THERE IS A NEED FOR THE GOVERNMENT TO MOBILIZE ITS RESOURCES TO MAXIMIZE THE PRODUCTION CAPABILITY OF THE AGRICULTURE AND FISHERY SECTOR IN ORDER TO HASTEN COUNTRYSIDE DEVELOPMENT AND REDUCE THE COUNTRY’S POVERTY INCIDENCE PARTICULARLY IN THE RURAL AREAS, ACCORDING TO NP-NPC-LDP VICE PRESIDENTIAL CANDIDATE LOREN LEGARDA.
“We have to alleviate rural poverty as the rural poor ratio is still two thirds of the country’s poor. And to achieve this goal, the government must ensure the rational allocation of resources to the local governments to enable local leaders to do their part efficiently particularly in providing technical assistance, production support and social services to farmers, fisherfolk and their families in their locality,” Legarda said.
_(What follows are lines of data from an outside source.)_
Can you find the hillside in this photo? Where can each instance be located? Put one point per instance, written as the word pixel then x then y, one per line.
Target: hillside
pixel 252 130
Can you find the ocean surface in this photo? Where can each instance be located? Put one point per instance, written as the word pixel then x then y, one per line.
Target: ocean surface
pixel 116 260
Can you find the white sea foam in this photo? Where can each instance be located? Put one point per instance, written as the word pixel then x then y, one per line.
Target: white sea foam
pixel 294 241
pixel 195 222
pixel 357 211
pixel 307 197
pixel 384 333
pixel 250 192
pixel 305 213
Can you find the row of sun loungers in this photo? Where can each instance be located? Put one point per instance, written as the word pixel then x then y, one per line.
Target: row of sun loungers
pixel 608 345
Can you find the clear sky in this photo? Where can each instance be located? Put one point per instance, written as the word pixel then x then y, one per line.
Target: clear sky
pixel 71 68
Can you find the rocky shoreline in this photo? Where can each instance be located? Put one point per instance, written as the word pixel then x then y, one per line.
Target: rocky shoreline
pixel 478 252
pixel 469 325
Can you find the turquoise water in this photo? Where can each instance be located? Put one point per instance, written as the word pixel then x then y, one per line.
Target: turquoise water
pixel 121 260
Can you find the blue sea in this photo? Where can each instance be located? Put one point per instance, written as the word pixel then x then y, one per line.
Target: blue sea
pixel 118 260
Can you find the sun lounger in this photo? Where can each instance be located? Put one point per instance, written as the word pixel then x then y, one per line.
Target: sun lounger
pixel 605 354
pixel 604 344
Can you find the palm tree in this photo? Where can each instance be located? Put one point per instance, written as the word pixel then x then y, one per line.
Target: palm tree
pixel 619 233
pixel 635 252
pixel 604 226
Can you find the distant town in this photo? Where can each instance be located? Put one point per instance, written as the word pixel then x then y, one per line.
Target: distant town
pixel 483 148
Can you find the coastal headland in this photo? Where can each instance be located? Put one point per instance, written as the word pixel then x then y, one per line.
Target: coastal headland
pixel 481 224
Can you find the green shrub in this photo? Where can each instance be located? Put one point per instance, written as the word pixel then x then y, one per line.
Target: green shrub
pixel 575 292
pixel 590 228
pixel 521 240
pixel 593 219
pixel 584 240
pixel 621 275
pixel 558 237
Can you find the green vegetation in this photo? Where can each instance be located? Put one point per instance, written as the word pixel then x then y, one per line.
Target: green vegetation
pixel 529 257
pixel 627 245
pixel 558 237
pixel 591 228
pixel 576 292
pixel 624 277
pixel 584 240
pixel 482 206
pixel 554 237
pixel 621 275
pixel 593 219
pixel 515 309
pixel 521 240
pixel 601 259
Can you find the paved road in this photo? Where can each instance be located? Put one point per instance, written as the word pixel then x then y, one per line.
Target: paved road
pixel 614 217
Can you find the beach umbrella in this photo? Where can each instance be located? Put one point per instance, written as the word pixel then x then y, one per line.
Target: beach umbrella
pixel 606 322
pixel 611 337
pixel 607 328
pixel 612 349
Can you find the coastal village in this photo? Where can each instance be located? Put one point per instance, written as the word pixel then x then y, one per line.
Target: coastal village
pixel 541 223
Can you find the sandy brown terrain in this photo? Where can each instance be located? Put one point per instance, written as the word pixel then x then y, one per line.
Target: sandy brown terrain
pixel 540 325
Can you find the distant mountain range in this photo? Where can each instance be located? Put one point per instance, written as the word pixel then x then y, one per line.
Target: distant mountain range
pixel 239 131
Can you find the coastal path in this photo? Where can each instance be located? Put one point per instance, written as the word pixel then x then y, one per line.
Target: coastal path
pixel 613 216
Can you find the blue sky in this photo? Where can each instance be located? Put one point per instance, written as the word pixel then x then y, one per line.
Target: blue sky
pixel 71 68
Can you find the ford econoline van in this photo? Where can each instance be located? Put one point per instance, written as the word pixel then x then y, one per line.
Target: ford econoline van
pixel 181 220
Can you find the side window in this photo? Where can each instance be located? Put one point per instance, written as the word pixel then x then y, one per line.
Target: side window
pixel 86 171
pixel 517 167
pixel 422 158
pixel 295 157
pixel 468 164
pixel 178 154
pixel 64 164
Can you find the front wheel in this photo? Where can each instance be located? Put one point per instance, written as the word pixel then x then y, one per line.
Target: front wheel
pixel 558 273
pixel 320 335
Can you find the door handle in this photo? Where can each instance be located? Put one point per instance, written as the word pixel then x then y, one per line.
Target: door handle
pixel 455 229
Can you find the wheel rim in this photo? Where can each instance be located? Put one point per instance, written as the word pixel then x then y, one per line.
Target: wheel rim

Legarda issued the statement in reaction to an Asian Development Bank’s report last year which states that “the economy’s strong performance in the last four years has not translated into poverty reduction. Between 2003 and 2006, poverty incidence increased from 30.0 percent to 32.9 percent despite the average GDP growth of 5.4 percent. The Gini coefficient remains high at 0.45. Both urban and rural poverty increased on average and only 4 of 17 regions recorded an improvement in the poverty headcount. Falling real incomes of families and compression of public spending contributed to the rise in poverty.”
“The challenge of rural development lies heavily on the leadership of local officials – from Governors down to the officials in the barangay levels,” said Legarda, chairman of the Senate committee on agriculture and food.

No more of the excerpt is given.